A long time ago I was a biologist, then bioinformaticist. I wrote some code
that would scale to a single node, and to a few dozen cores. In doing so, I
realized how much I hated writing the same boilerplate code over and over
again. TBB, c++11 threads, OpenMP, and MPI all basically have the same level
of boilerplate and gotchas. I wanted to make something that was relatively
easy to use and easily integrable with C/C++ code. Go was the only thing that
came close, but it was brand new at the time.

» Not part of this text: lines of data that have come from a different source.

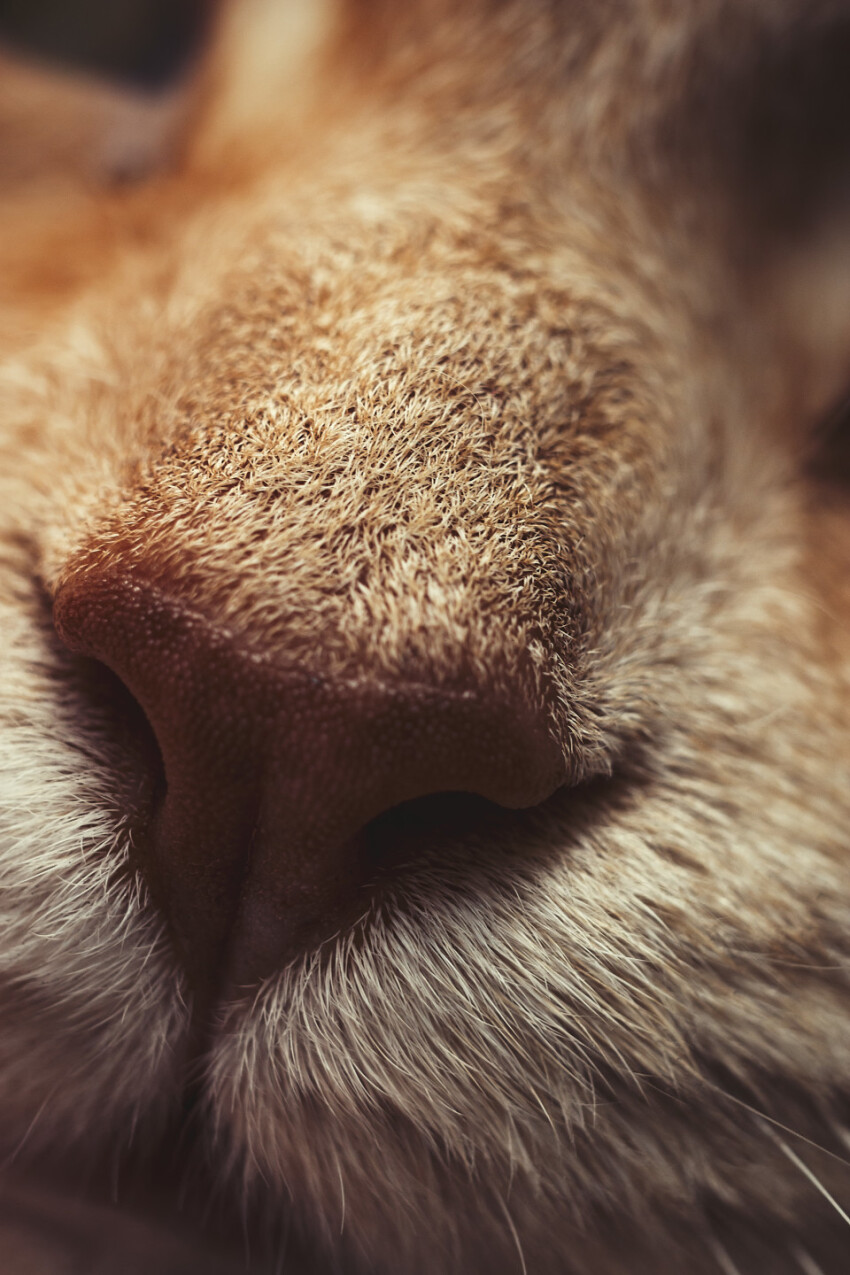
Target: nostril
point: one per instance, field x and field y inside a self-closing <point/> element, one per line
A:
<point x="273" y="780"/>
<point x="416" y="831"/>
<point x="115" y="715"/>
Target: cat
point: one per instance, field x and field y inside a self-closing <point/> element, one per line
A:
<point x="424" y="681"/>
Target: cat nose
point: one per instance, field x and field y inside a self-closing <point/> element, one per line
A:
<point x="254" y="849"/>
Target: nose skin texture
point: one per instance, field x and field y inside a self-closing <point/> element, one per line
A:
<point x="272" y="772"/>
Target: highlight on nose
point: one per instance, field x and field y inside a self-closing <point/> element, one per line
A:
<point x="272" y="772"/>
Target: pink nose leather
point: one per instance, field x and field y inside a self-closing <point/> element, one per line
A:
<point x="270" y="773"/>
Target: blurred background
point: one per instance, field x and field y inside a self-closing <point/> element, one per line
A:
<point x="145" y="43"/>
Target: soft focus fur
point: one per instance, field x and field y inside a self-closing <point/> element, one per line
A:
<point x="464" y="335"/>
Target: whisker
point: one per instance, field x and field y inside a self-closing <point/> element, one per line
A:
<point x="807" y="1262"/>
<point x="812" y="1177"/>
<point x="776" y="1123"/>
<point x="514" y="1233"/>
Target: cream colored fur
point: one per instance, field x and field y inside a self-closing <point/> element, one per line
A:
<point x="442" y="347"/>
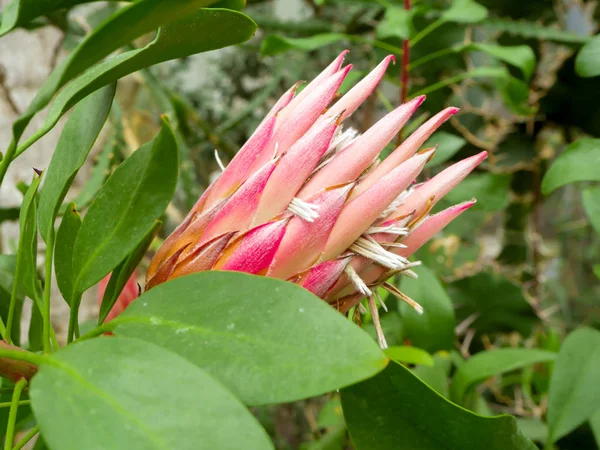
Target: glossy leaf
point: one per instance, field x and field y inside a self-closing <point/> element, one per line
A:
<point x="591" y="204"/>
<point x="465" y="11"/>
<point x="587" y="63"/>
<point x="125" y="209"/>
<point x="121" y="393"/>
<point x="180" y="39"/>
<point x="409" y="355"/>
<point x="578" y="162"/>
<point x="275" y="44"/>
<point x="434" y="329"/>
<point x="123" y="272"/>
<point x="448" y="145"/>
<point x="267" y="340"/>
<point x="396" y="411"/>
<point x="76" y="141"/>
<point x="63" y="252"/>
<point x="574" y="395"/>
<point x="493" y="303"/>
<point x="120" y="29"/>
<point x="491" y="363"/>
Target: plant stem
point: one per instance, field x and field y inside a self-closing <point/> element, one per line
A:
<point x="29" y="436"/>
<point x="47" y="288"/>
<point x="12" y="415"/>
<point x="425" y="31"/>
<point x="21" y="403"/>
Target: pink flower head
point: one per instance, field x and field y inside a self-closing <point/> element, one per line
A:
<point x="308" y="201"/>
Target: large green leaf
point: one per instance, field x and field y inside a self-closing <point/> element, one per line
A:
<point x="494" y="362"/>
<point x="465" y="11"/>
<point x="493" y="303"/>
<point x="267" y="340"/>
<point x="434" y="329"/>
<point x="587" y="63"/>
<point x="578" y="162"/>
<point x="119" y="393"/>
<point x="574" y="396"/>
<point x="207" y="29"/>
<point x="125" y="209"/>
<point x="395" y="410"/>
<point x="76" y="141"/>
<point x="591" y="204"/>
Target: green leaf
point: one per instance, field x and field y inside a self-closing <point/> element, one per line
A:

It occurred to me while working on the AutoPipe system as a grad student that
I could do something even better than a simple coordination language and at
the same time subsume the functionality of a lot of parallel libraries. With
stream/data-flow processing, I can do the exact same things I can do with
OpenMP and MPI, but I can do more. The state encapsulation allows a whole host
of cool optimizations, like identifying bottlenecks and duplicating actors
dynamically (there's a whole host of reasons we'd be limited in OpenMP, c++11
threads). You can also compile an encapsulated function to another hardware
platform entirely, or use high level synthesis tools to go to an FPGA (I'll be
going there again soon too with RaftLib). The only thing that has to be
constant across optimizations, is the connectivity of the DAG. By maintaining
a port interface, just like you would hardware components (see Arvind's work
from MIT...he's famous enough I just have to say Arvind :), we can compose
really complicated applications. The port interface, it turns out, is also
perfect for distributed compute.

Awhile back, I also had the realization that iostreams were perfect for this
paradigm. Once you get your head around the concept, it seems quite natural.
If it doesn't take off as a library, oh well. I enjoy working on it, and using
it so I'll likely keep developing it in my spare time.

In the interim, I'll get back to exascale hardware stuffs :).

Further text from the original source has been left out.